Die Streckendaten (geschätzt): 50 km, 1200 hm. 
Bei ganz Beinhartem Wetter (oder einem erkältungsbedingten Ausfall des Guides) kommt eine Absage bis 9 Uhr. Die Tour verschiebt sich dann auf unbestimmte Zeit, da eine Woche später bereits die Förstertour geplant ist.

Viele Grüße,
Daniel


----------



## Inf1n1ty (13. Oktober 2009)

Wäre als Gast dabei


----------



## MTB-News.de




----------



## Nicolai33 (14. Oktober 2009)

Ich wäre dann auch mal als Gast dabei.....


----------



## matthias2003 (14. Oktober 2009)

#3
ich komme auch mit, wenn das Wetter hält!

Viele Grüße
Matthias


----------



## Doppelherz (14. Oktober 2009)

Hallo Daniel,

wir sind auf jeden Fall dabei! Ob solo oder mit dem Tandem entscheiden wir spontan.

Wir freuen uns auf den Herbst-Klassiker!

Viele Grüße
Birgit & Jochen


----------



## mathias (14. Oktober 2009)

Hi Fubbes,

sollte es nicht schneien  Bin ich auch dabei

Grüße

Mathias


----------



## [email protected] (15. Oktober 2009)

mathias schrieb:


> Hi Fubbes,
> 
> sollte es nicht schneien  Bin ich auch dabei
> 
> ...



Schnee bei Fubbes Touren ist gar nicht mal so unrealistisch ... 

... ich komme trotzdem mit!


----------



## Fubbes (15. Oktober 2009)

Was machst du denn so spät noch vor dem Rechner?

Schnee bei meinen Touren, das passiert nur in Helvetien ...

Mich plagt allerdings mittlerweile etwas deutlicher eine Erkältung.

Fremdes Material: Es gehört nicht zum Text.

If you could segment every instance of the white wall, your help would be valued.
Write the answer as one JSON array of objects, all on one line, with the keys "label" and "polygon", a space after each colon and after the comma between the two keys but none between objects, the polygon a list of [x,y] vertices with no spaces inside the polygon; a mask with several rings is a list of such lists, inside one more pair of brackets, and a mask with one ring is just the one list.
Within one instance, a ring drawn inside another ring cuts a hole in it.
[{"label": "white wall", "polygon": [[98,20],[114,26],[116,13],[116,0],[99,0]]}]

Wenn es bis Samstag nicht besser ist, werde ich leider absagen. Als Ausweichtermin wäre der 8.11. möglich.

Grüße,
   Daniel


----------



## happyc (15. Oktober 2009)

oh mann, kagge: ich hab mir gestern das handgelenk (an)gebrochen, biken fällt für den rest vom jahr dann wohl flach... 

ich wünsch' euch viel spaß!
alexander


----------



## Fubbes (15. Oktober 2009)

@Happyc
Kann man dich denn nicht mal alleine lassen? Gute Besserung!

Mich plagt nach wie vor Erkältung. Ich muss wohl bis Samstag warten, bevor ich eine endgültige Aussage machen kann.

Grüße,
   Daniel


----------



## happyc (15. Oktober 2009)

Fubbes schrieb:


> @Happyc
> Kann man dich denn nicht mal alleine lassen? Gute Besserung!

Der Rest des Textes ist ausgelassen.